On that note, I strongly agree with @steve.dower’s assessment that there’s value in a wheel variant optimized for defining applications. If this existed, tools (like my PyOxidizer project) could compete on the best method to install and build that application. Perhaps the tool used to materialize an application could be defined via a mechanism similar to pyproject.toml
’s [build-system]
. And a globally installed app launcher would be able to fetch the app wheel from PyPI, download the tool for turning it into an app (maybe the .pyz
/zipapp
tool is part of the stdlib), and produce a working application.
And since build systems are just glorified caching systems, maybe PyPI could some day operate a build farm to automatically turn uploaded app wheels into MSIs, DMGs, etc. This is a future for Python application distribution that would actually excite me. I find it infinitely more exciting than .pyz
/zipapp.
(While I’m here, I want to quickly plug my project oxidized_importer, a pure Rust meta path importer that has a partial (faster!) implementation of zipimporter
and a custom binary serialization format (python-packed-resources) that is conceptually similar to what .pyz
does except a bit faster and smarter. I mention this mainly so people are aware that there are attempts to move beyond zip files for Python resource distribution and importing. Thank you for continuing to not give zipapp
any special APIs that would prohibit people like me from experimenting with new and novel importing techniques!)

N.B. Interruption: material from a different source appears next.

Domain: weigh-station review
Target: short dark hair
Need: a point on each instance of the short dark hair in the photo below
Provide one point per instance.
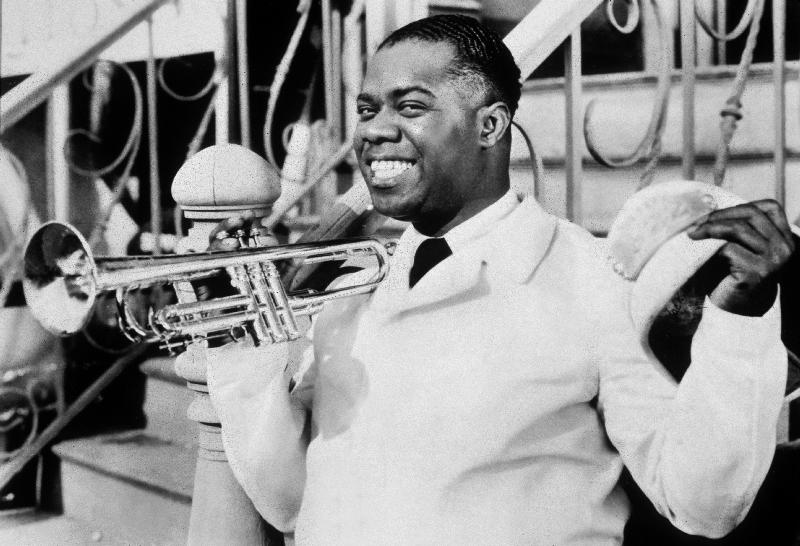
(480, 53)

Another problem is that to use a zipapp, the consumer has to know that it’s a Python application. A native self-contained format means that the binary is “just” an application. The fact that it’s written in Python is no more important (theoretically) than if it were written in C, Rust, or whatever. Practically speaking, this eliminates the sometimes tricky step of getting a Python installed in the execution environment that is appropriate to run the zipapp.